Sebastian Rodriguez is a student at the University of Toronto’s Faculty of Information. He works as a research assistant for the Digital Humanities program at the University of Toronto and holds a position as a researcher for metaLAB (at) Harvard within the Berkman Klein Center for Internet & Society. His research explores the intersection of technology and society with a focus on digital pedagogy, emerging technologies, and sites of power and surveillance. He also specializes in building platforms to support open educational resources, with recent contributions including the AI Pedagogy Project and the Failure: Learning in Progress Project.

Amid the Pink Collar (E)

Christine Tran, Faculty of Information

Amid the Pink Collar is a critical dress-up game that delves into home, harassment, and hope within marginalized livestreaming communities on Twitch.tv, Amazon’s premier live video entertainment platform. While Twitch expands opportunities for vulnerable gamers in the lucrative creator economy, it also exposes domestic spaces and their inhabitants to new surveillance risks. Rethinking the drag-and-drop conventions of avatar makers like Barbie Fashion Designer, the game aims to educate streamers and viewers about the precarious nature of creating homemade content for paid spectatorship.This presentation will showcase prototypes, narrative charts, and ongoing community resources related to the game’s development. Amid the Pink Collar contributes to the educational potential of digital games in higher education, highlighting how home studios, like classrooms, perpetuate unequal access to digital safety and literacy. The project explores which digital threats can be addressed (and dressed up) through individual creative action and which require collective efforts.”

Christine H. Tran (they/she) is a PhD Candidate and multimedia artist in the Faculty of Information. Their SSHRC-funded dissertation explores video game livestreaming platforms and their effects on women and BIPOC in the creator economy. Their research on Internet cultures and digital labour has been published in peer-reviewed journals such as Television & New Media, Communication, Culture & Critique, and New Media & Society. Christine has been quoted as a research expert for news stories in BBC Future, CBC, Slate, The Guardian, and The Globe & Mail. Christine has also held fellowships at the Centre for Culture & Technology and Massey College. Christine is a CDHI Graduate Fellow (2023-24).

Connecting Authors: Researching Modernist Social Networks (A)

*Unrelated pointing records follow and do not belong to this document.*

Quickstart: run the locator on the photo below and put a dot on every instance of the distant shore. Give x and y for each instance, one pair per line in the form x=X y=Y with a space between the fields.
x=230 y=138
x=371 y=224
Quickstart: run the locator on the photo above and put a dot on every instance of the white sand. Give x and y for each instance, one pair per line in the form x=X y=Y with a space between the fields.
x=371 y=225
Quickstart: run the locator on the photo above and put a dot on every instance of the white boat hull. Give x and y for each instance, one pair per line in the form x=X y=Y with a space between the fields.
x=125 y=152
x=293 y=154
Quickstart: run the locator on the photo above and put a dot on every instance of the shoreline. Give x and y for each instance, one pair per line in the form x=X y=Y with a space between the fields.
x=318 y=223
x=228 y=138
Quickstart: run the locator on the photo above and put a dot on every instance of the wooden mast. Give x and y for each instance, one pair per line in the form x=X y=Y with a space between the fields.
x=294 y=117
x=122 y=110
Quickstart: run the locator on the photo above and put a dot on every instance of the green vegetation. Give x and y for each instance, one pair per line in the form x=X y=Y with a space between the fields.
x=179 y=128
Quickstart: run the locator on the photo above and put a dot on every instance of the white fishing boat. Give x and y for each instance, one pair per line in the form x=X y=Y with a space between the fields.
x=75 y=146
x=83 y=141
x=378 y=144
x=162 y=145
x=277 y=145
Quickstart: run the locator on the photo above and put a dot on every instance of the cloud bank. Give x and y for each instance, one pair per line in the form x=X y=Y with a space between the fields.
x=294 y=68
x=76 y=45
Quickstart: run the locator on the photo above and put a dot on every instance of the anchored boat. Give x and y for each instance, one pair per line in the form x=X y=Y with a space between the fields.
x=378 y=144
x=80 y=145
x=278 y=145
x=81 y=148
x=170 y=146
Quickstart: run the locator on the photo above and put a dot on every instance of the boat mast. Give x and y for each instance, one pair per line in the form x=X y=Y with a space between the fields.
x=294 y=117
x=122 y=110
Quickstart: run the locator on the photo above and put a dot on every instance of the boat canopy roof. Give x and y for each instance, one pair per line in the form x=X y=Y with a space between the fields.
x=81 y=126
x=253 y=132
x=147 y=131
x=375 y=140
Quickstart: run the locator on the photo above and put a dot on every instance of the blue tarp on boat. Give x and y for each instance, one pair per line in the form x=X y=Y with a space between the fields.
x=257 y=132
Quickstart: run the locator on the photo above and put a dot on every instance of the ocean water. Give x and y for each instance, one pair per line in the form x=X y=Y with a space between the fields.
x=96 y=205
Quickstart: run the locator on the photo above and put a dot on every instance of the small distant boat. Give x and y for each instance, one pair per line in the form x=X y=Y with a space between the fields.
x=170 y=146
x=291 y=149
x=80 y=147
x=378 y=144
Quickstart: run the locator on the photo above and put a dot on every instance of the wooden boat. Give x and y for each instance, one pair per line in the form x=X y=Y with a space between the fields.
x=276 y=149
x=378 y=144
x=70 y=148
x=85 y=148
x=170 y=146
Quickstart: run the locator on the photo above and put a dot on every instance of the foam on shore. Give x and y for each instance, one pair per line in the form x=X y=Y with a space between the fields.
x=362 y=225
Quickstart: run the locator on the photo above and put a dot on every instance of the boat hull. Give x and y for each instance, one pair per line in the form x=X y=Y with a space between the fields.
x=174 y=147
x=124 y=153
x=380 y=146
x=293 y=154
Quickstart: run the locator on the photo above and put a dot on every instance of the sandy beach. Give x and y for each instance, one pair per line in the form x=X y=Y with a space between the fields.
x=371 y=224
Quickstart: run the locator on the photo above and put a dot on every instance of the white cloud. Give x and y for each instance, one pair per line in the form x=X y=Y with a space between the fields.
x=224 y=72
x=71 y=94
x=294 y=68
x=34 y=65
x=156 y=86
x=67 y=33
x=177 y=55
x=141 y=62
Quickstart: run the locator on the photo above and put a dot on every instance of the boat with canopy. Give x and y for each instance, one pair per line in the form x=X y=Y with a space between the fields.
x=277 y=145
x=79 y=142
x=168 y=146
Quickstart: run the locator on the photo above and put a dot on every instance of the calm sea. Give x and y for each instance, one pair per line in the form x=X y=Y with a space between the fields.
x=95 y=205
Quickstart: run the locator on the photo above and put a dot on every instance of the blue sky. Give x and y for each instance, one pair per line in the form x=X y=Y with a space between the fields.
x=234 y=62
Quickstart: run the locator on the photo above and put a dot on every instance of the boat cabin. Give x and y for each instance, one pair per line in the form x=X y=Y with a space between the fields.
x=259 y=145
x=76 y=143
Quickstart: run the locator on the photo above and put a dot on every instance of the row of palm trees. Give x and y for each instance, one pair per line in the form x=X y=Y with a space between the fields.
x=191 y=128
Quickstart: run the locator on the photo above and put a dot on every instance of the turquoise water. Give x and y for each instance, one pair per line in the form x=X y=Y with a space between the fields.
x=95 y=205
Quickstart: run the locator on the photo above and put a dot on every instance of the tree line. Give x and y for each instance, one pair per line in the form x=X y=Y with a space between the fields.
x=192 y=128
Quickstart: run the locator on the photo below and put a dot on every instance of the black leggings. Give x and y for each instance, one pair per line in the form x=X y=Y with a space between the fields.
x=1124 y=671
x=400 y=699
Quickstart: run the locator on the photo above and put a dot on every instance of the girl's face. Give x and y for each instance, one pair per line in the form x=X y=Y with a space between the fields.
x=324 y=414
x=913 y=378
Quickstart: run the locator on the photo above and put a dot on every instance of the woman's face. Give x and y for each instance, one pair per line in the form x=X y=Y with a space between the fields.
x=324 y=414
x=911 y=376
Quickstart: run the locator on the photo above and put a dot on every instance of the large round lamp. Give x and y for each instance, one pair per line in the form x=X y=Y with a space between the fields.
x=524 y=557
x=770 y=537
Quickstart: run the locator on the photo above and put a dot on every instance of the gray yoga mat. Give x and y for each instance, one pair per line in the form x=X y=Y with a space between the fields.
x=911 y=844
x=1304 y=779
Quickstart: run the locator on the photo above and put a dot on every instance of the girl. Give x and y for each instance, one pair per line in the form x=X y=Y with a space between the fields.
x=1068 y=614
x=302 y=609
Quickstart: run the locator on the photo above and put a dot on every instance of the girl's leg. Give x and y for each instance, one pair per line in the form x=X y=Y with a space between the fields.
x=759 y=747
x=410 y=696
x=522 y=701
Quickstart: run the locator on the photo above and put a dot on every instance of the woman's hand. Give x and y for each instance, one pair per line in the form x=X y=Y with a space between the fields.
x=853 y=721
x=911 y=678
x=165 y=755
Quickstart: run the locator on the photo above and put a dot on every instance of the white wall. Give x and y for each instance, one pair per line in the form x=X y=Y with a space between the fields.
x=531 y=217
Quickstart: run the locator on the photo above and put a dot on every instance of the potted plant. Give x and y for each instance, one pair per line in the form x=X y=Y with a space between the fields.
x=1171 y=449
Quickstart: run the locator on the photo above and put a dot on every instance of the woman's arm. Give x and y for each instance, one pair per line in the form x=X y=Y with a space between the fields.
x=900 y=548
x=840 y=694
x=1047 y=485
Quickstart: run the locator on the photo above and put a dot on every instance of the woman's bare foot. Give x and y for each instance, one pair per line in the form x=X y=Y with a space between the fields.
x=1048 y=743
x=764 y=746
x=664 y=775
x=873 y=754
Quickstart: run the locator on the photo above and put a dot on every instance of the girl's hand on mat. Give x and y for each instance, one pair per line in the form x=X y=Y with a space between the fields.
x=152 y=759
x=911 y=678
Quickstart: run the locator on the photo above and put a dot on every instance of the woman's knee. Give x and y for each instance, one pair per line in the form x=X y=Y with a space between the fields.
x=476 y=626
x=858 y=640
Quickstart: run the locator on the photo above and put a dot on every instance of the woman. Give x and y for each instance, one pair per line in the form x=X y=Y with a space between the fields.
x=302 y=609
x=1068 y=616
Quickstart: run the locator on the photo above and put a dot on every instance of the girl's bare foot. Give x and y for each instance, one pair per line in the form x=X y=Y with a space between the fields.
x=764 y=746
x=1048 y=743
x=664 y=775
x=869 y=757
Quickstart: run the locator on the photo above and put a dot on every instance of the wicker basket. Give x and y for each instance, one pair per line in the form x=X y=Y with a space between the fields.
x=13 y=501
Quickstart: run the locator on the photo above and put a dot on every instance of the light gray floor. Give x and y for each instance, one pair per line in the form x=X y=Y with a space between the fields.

Clarice Wu, Communications, Cultures, Information & Technology (UTM)

Mia Jakobsen, Digital Humanities Minor (Woodsworth)

The Modernist Archives Publishing Project (MAPP) is an open-access critical digital archive that transforms public access to twentieth-century publishers’ records and special collections through a combination of digitization, custom metadata creation, born-digital scholarship, and community building. This presentation delves into our experience conducting original research as undergraduate scholars with the MAPP project and DHU437. We examine individual authors’ lives (Dorothy Strachey and Rupert Trouton) to expand the current network of modernist publishers related to Virginia Woolf and the Hogarth Press. We develop metadata for archival material (such as letters and photographs) to connect works to publishing houses. Through our work, we seek to acknowledge labour and give credit to historically underrepresented individuals.

Clarice Wu (she/they) is a third-year undergraduate student doing a double major in Communications, Cultures, Information & Technology and Commerce with a minor in Economics. She is involved in research through the Modernist Archives Publishing Project (MAPP), working on the management and editing of born-digital scholarship to a digital archive with Dr. Claire Battershill. Clarice is also a research assistant with the McEwan Mediated Communication Lab (McMC) looking into interpersonal social experiences in Virtual Reality with Dr. Bree McEwan.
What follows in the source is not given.